Lily of the Valley (Convallaria majalis) has always been one of my favorite spring perennials. The sweet scent of it in the garden is especially fragrant in the early morning or evening. They spread pretty quickly via rhizomes in the soil and make a great groundcover for shady spots.
Fun fact – they are in the same plant family as Asparagus, which is evident in their rhizomes and also in the red berries that are formed after the flowering period. If you have ever grown Asparagus you will notice similar berries. Unlike Asparagus, Lily of the Valley is very toxic.
There was always a large patch of it at my grandmother’s house. She would pick little bouquets of them and bring them in the house to enjoy.
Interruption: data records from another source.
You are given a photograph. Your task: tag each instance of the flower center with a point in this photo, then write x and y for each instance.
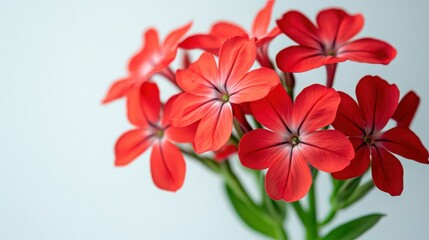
(294, 140)
(368, 139)
(225, 97)
(160, 133)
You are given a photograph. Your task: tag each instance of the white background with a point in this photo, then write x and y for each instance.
(57, 179)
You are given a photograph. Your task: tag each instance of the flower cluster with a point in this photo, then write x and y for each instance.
(234, 81)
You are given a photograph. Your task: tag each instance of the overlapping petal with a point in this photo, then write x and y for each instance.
(349, 119)
(215, 128)
(143, 105)
(368, 50)
(404, 142)
(253, 86)
(236, 57)
(274, 111)
(288, 179)
(315, 107)
(377, 100)
(387, 172)
(358, 165)
(302, 58)
(406, 109)
(329, 151)
(167, 166)
(131, 145)
(260, 148)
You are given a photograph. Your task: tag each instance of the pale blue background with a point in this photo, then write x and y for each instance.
(57, 178)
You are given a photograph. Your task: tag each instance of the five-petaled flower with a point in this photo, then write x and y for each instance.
(329, 42)
(222, 31)
(210, 91)
(166, 161)
(153, 58)
(293, 140)
(363, 124)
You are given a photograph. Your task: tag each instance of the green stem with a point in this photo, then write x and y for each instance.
(300, 212)
(331, 215)
(313, 226)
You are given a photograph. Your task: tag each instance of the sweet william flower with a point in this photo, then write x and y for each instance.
(222, 31)
(154, 57)
(210, 91)
(406, 109)
(292, 140)
(363, 123)
(153, 130)
(329, 42)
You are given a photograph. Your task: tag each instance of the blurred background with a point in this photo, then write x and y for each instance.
(57, 179)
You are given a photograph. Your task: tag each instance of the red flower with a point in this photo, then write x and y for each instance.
(406, 109)
(292, 140)
(363, 124)
(329, 42)
(222, 31)
(166, 162)
(210, 91)
(154, 57)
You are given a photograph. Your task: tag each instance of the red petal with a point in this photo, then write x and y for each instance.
(406, 109)
(177, 134)
(201, 78)
(117, 90)
(404, 142)
(171, 41)
(188, 108)
(336, 26)
(143, 104)
(151, 48)
(214, 129)
(236, 57)
(328, 150)
(275, 110)
(202, 41)
(253, 86)
(167, 166)
(387, 172)
(226, 151)
(300, 29)
(357, 166)
(368, 50)
(262, 20)
(377, 100)
(131, 144)
(225, 30)
(260, 148)
(301, 59)
(288, 179)
(315, 107)
(349, 118)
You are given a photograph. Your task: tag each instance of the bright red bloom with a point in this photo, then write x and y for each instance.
(166, 162)
(329, 42)
(363, 123)
(222, 31)
(153, 58)
(223, 153)
(210, 91)
(293, 140)
(406, 109)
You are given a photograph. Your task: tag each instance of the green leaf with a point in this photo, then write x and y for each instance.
(358, 194)
(252, 217)
(353, 229)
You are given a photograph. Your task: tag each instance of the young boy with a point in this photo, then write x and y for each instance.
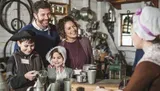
(23, 65)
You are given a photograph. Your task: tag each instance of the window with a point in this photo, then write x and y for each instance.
(126, 24)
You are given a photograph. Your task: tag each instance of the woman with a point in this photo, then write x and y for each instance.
(146, 36)
(79, 48)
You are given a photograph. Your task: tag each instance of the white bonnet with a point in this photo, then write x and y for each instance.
(60, 49)
(146, 22)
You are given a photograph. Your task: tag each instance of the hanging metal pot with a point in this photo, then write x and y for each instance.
(75, 14)
(87, 14)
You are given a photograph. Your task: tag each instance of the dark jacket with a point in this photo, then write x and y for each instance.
(86, 45)
(16, 70)
(44, 40)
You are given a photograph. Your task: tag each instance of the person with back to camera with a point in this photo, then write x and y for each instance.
(23, 65)
(57, 71)
(46, 34)
(146, 36)
(79, 48)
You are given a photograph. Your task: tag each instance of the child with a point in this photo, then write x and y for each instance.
(23, 65)
(57, 69)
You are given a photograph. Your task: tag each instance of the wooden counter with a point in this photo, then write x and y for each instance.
(109, 84)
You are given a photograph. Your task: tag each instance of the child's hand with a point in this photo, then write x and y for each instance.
(31, 75)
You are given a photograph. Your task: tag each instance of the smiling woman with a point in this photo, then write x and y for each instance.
(78, 48)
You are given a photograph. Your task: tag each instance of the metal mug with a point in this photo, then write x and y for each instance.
(79, 78)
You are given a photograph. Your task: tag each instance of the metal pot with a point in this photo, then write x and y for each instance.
(87, 14)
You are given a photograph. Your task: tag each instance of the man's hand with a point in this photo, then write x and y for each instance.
(31, 75)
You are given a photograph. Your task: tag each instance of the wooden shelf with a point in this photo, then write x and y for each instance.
(59, 8)
(117, 3)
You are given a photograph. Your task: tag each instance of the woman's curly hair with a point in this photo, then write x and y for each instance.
(61, 25)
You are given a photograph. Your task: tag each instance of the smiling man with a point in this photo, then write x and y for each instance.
(46, 34)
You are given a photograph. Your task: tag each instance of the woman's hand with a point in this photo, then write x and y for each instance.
(31, 75)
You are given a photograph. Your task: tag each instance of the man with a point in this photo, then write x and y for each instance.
(46, 35)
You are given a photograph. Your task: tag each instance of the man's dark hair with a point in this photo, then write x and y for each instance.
(40, 5)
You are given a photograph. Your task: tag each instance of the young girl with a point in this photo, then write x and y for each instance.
(57, 69)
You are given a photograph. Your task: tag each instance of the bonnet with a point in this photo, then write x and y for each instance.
(23, 34)
(60, 49)
(146, 22)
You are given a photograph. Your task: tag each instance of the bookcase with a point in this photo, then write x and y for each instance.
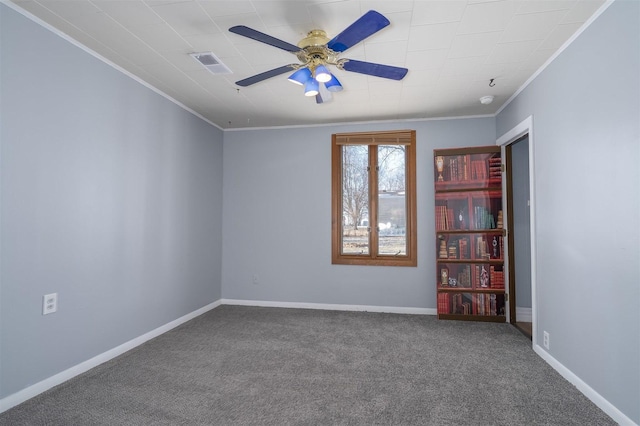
(470, 252)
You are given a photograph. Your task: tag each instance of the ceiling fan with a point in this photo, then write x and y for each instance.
(316, 51)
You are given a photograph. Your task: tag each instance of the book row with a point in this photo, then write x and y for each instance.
(485, 247)
(478, 277)
(483, 218)
(470, 304)
(459, 169)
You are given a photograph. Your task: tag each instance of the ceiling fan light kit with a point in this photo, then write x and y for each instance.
(316, 51)
(300, 76)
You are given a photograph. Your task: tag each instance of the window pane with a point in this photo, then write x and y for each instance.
(355, 199)
(392, 206)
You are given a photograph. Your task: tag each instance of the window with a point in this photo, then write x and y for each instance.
(374, 198)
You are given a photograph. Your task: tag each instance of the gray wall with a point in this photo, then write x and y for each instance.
(521, 220)
(110, 196)
(277, 217)
(586, 136)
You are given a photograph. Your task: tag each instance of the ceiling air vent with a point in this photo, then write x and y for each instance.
(211, 62)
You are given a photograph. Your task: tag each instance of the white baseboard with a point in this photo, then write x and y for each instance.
(36, 389)
(331, 307)
(523, 314)
(617, 415)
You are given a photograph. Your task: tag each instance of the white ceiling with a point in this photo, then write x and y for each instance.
(451, 48)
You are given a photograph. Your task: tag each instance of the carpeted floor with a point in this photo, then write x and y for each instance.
(268, 366)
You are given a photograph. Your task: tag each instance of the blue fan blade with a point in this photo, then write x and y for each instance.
(369, 23)
(265, 75)
(378, 70)
(264, 38)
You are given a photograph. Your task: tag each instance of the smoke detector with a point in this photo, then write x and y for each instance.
(486, 100)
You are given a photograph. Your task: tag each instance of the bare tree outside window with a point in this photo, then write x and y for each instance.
(374, 198)
(355, 199)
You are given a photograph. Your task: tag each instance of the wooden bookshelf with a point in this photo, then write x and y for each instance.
(470, 250)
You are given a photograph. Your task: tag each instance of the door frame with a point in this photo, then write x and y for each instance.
(525, 127)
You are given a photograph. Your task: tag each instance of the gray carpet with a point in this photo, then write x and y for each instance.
(268, 366)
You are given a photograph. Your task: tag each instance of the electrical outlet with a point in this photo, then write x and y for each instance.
(49, 303)
(545, 340)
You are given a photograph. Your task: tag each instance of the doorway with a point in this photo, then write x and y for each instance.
(519, 203)
(519, 236)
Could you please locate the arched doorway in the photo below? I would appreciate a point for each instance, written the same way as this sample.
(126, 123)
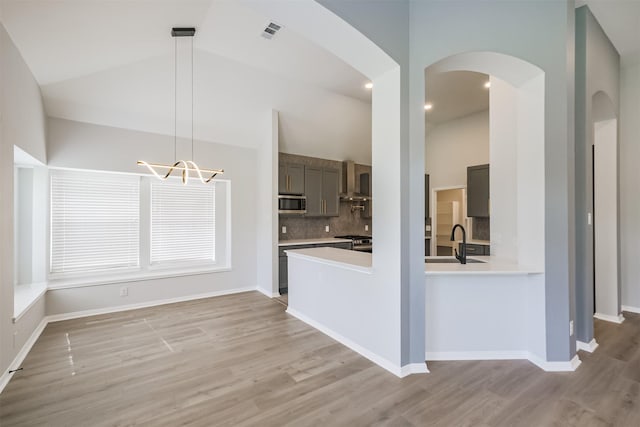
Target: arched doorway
(605, 227)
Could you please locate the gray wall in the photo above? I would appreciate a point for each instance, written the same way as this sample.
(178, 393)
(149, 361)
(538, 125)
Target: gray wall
(629, 201)
(597, 70)
(23, 124)
(541, 33)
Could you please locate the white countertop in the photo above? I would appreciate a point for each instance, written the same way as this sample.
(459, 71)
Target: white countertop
(361, 261)
(316, 241)
(476, 242)
(353, 260)
(492, 266)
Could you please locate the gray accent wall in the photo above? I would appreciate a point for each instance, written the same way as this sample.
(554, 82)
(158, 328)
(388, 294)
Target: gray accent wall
(597, 70)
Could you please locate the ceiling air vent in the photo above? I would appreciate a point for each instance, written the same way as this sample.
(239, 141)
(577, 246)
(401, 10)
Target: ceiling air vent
(271, 30)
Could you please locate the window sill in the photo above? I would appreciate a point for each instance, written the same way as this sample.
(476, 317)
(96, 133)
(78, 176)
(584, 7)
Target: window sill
(25, 296)
(132, 277)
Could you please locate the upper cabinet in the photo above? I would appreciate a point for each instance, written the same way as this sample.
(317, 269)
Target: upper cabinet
(478, 191)
(291, 178)
(322, 188)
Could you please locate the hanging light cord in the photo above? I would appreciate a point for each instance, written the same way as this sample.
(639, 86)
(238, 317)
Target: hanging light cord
(175, 100)
(192, 99)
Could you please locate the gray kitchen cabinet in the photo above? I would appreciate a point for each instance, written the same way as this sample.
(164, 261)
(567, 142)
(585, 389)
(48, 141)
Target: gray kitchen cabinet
(283, 267)
(313, 190)
(331, 191)
(478, 191)
(283, 274)
(290, 178)
(322, 186)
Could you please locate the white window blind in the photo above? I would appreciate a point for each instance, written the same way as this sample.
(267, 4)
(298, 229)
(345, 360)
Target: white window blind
(95, 221)
(183, 222)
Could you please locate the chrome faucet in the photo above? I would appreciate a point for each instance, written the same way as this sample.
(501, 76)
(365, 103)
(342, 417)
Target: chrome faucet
(463, 249)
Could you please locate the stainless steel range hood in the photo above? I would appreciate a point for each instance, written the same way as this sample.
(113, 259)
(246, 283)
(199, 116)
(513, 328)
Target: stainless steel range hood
(349, 179)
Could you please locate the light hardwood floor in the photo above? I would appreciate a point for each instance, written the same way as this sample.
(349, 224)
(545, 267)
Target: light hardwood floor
(241, 360)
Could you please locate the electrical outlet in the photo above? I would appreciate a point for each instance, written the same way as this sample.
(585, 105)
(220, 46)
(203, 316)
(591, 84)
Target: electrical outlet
(571, 328)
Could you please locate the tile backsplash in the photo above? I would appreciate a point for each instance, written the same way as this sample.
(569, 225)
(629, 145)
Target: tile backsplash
(348, 222)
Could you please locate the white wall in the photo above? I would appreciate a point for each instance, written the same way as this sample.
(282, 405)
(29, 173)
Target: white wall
(453, 145)
(540, 33)
(86, 146)
(230, 97)
(23, 124)
(629, 200)
(605, 183)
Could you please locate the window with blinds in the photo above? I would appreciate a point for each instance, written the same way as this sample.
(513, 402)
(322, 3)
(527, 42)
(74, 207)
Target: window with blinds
(95, 221)
(183, 222)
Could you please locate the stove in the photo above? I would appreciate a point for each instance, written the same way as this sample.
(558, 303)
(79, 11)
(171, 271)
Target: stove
(359, 243)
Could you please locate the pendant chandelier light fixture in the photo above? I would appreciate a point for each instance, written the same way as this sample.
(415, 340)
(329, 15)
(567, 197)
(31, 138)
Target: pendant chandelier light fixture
(163, 171)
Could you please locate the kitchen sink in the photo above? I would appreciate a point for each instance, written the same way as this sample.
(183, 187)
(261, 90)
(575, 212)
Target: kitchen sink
(451, 261)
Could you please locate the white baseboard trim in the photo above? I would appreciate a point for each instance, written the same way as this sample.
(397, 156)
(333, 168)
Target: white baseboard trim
(608, 318)
(475, 355)
(378, 360)
(116, 309)
(414, 368)
(268, 293)
(631, 309)
(589, 347)
(505, 355)
(569, 366)
(17, 361)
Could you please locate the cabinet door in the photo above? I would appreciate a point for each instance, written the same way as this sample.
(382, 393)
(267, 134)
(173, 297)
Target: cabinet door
(313, 190)
(283, 278)
(478, 191)
(296, 178)
(282, 179)
(331, 192)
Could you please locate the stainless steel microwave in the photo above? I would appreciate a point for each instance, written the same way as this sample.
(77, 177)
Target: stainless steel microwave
(292, 205)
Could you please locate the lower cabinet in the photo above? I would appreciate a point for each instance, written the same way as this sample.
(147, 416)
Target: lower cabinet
(283, 268)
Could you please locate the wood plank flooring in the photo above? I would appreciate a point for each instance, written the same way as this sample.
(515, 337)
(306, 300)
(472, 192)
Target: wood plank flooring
(240, 360)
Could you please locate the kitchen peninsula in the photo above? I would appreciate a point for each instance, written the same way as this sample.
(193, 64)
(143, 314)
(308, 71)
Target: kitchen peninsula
(492, 309)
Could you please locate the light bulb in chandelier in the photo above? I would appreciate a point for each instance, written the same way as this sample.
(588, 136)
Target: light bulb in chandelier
(184, 166)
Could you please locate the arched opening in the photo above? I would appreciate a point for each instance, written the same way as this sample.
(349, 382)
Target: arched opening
(516, 152)
(605, 227)
(514, 129)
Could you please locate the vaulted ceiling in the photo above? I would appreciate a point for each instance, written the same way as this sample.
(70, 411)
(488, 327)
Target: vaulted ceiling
(112, 63)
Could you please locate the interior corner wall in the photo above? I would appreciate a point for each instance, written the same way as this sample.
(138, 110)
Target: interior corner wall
(455, 144)
(629, 139)
(22, 120)
(387, 24)
(597, 70)
(93, 147)
(266, 209)
(509, 28)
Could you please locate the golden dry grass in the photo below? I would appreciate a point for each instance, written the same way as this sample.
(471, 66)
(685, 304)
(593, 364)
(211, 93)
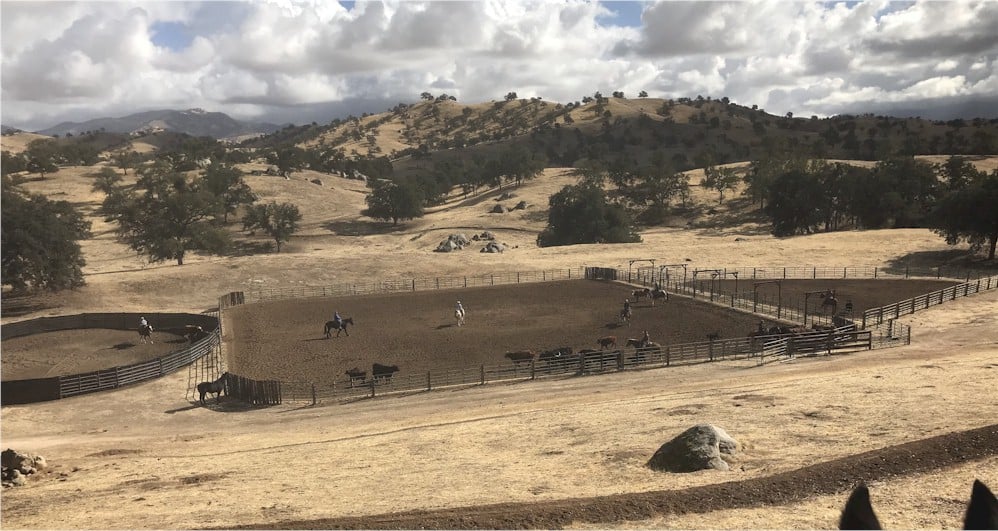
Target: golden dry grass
(144, 457)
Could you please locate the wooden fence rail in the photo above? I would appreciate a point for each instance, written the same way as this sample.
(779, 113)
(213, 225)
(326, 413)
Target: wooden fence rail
(591, 363)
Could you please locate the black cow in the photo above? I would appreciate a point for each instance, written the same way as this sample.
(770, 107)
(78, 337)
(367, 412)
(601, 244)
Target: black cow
(556, 357)
(520, 356)
(383, 372)
(356, 376)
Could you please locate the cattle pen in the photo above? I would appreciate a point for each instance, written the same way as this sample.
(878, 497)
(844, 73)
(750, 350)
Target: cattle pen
(335, 386)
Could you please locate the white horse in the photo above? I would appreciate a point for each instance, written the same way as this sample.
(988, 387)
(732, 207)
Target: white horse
(145, 333)
(625, 317)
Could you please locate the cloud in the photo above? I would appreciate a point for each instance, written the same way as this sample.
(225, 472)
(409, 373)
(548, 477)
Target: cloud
(273, 60)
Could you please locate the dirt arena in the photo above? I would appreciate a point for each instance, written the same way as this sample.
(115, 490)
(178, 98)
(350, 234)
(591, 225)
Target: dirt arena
(69, 352)
(416, 331)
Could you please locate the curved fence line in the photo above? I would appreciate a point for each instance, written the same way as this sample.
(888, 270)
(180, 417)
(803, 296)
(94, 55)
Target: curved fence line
(41, 389)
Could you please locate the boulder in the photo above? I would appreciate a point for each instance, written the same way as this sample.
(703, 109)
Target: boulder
(493, 247)
(698, 448)
(454, 242)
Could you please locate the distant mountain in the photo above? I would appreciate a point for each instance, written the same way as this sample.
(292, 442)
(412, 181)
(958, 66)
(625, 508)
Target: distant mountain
(195, 122)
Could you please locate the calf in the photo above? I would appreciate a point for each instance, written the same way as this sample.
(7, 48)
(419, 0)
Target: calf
(383, 372)
(520, 356)
(194, 333)
(356, 376)
(607, 342)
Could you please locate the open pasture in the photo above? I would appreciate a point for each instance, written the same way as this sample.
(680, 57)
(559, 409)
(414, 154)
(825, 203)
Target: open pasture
(416, 331)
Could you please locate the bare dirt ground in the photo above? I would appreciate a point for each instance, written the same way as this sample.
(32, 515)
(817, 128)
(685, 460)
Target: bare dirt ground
(145, 457)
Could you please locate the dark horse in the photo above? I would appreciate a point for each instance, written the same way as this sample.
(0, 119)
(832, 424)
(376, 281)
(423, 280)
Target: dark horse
(216, 387)
(342, 326)
(981, 512)
(145, 333)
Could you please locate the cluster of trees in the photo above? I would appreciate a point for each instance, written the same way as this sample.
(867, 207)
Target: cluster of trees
(954, 199)
(167, 214)
(40, 240)
(582, 213)
(402, 198)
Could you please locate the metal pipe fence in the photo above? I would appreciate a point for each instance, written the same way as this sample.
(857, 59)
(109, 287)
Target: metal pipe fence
(876, 316)
(399, 285)
(789, 308)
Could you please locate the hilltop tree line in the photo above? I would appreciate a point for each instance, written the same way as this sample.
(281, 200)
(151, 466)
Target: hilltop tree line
(954, 199)
(631, 172)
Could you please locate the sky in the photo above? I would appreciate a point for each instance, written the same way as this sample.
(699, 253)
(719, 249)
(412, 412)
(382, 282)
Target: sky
(295, 61)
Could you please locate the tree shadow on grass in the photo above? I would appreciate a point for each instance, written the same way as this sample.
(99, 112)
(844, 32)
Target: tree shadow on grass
(18, 305)
(249, 248)
(362, 227)
(949, 258)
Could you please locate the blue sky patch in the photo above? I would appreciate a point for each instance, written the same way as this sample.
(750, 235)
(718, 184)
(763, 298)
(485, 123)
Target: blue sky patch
(175, 36)
(628, 13)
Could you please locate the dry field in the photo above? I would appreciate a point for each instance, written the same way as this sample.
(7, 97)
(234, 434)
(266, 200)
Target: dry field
(145, 457)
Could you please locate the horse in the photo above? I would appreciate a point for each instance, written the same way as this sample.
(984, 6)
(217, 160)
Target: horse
(333, 325)
(145, 334)
(356, 376)
(982, 509)
(625, 317)
(829, 301)
(658, 294)
(217, 387)
(636, 343)
(607, 342)
(520, 356)
(638, 293)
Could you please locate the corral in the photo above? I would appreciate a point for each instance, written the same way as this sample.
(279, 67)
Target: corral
(283, 340)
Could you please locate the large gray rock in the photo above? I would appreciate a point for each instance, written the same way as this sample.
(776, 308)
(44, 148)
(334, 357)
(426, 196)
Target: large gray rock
(698, 448)
(454, 242)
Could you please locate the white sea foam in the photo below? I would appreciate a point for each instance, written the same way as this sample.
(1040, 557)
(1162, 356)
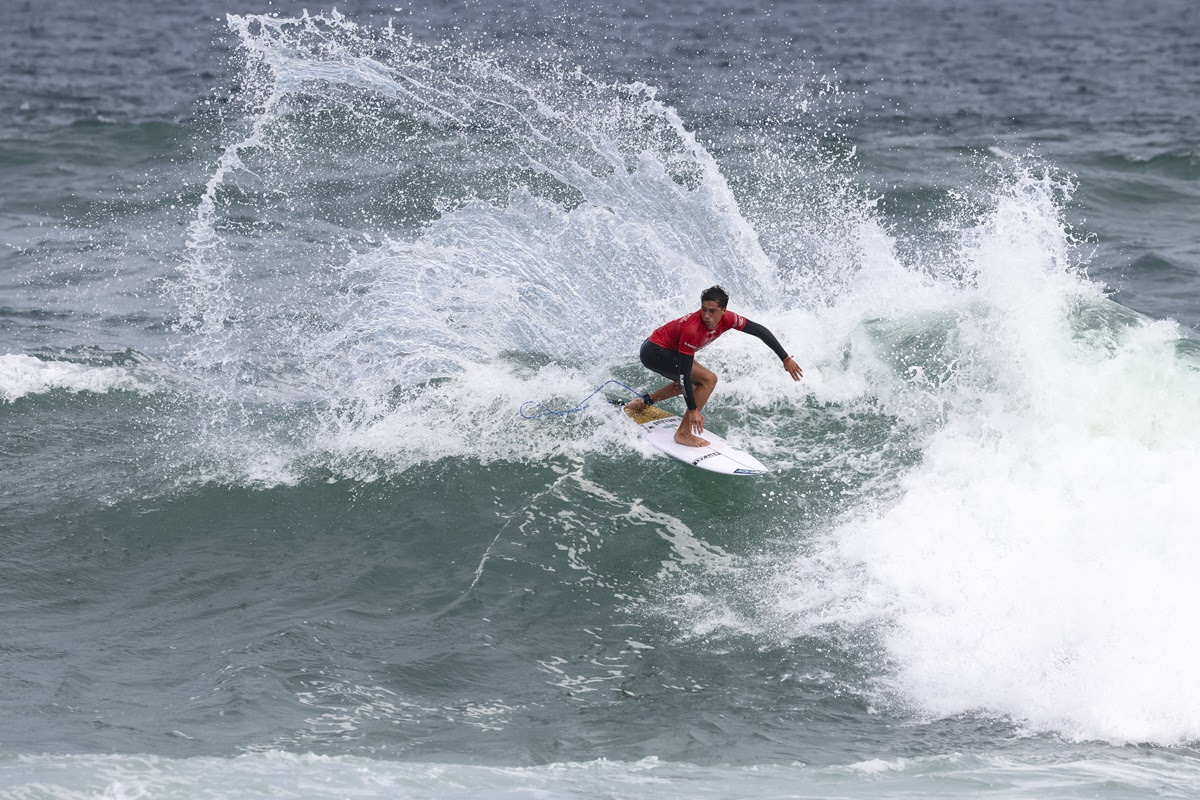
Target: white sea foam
(1039, 561)
(22, 376)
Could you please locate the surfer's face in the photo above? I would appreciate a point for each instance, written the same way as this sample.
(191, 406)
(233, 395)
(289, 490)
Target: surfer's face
(711, 313)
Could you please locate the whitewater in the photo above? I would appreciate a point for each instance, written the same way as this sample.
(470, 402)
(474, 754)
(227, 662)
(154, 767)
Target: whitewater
(274, 524)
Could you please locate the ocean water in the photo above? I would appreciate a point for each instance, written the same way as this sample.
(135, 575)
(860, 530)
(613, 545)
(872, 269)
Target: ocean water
(276, 281)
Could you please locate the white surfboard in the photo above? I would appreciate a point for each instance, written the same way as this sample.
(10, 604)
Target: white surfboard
(719, 456)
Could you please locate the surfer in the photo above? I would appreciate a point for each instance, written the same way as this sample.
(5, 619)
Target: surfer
(671, 352)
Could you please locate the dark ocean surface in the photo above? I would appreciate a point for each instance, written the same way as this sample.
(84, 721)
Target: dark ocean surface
(275, 283)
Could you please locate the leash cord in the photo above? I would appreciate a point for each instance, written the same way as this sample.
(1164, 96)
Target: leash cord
(582, 404)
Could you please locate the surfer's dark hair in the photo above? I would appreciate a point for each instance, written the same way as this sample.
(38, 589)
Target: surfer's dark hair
(715, 293)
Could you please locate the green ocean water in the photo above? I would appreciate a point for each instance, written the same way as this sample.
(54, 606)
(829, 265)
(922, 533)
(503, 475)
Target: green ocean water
(274, 289)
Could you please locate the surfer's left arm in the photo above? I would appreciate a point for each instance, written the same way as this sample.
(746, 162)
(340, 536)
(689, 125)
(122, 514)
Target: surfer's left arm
(755, 329)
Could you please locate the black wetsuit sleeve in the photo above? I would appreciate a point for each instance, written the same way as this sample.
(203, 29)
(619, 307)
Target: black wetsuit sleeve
(689, 394)
(755, 329)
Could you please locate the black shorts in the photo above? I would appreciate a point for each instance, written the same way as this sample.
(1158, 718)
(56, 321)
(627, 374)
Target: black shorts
(659, 359)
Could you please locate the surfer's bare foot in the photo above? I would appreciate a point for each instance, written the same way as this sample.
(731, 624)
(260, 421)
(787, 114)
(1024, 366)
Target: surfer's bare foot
(690, 439)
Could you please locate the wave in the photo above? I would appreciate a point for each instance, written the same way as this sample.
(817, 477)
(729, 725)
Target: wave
(247, 776)
(22, 376)
(991, 450)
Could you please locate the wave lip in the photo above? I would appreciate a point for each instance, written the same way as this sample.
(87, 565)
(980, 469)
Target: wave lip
(23, 374)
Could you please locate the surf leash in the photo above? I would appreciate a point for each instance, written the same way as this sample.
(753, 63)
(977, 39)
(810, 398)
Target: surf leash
(582, 404)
She put them in little tiny bottles on the kitchen window sill. I used to love the way the scent of just a few sprigs would fill the whole house. After her passing I lived there for a time when I returned home from college. Along with taking care of the house I was blessed with the task of rejuvenating her long neglected perennial beds. A task that took me a few summers to tame. The patch of Lily of the Valley thrived.
When I moved a few years later I took many of the plants from her garden to my new garden across town. Because Lily of the Valley loves shade, I chose to leave it behind as all my garden space is full sun. The spring of the second year in my new garden I was doing a little cleanup and low and behold…pips. (Pips are what the budding shoots are called.) They came with me. They tagged along with some Lady’s Mantle and within two years established themselves in a nice little patch. Despite the fact that I have no shade whatsoever they continue to grow. It may be the rhizomes were in the soil… but I think it was grandma.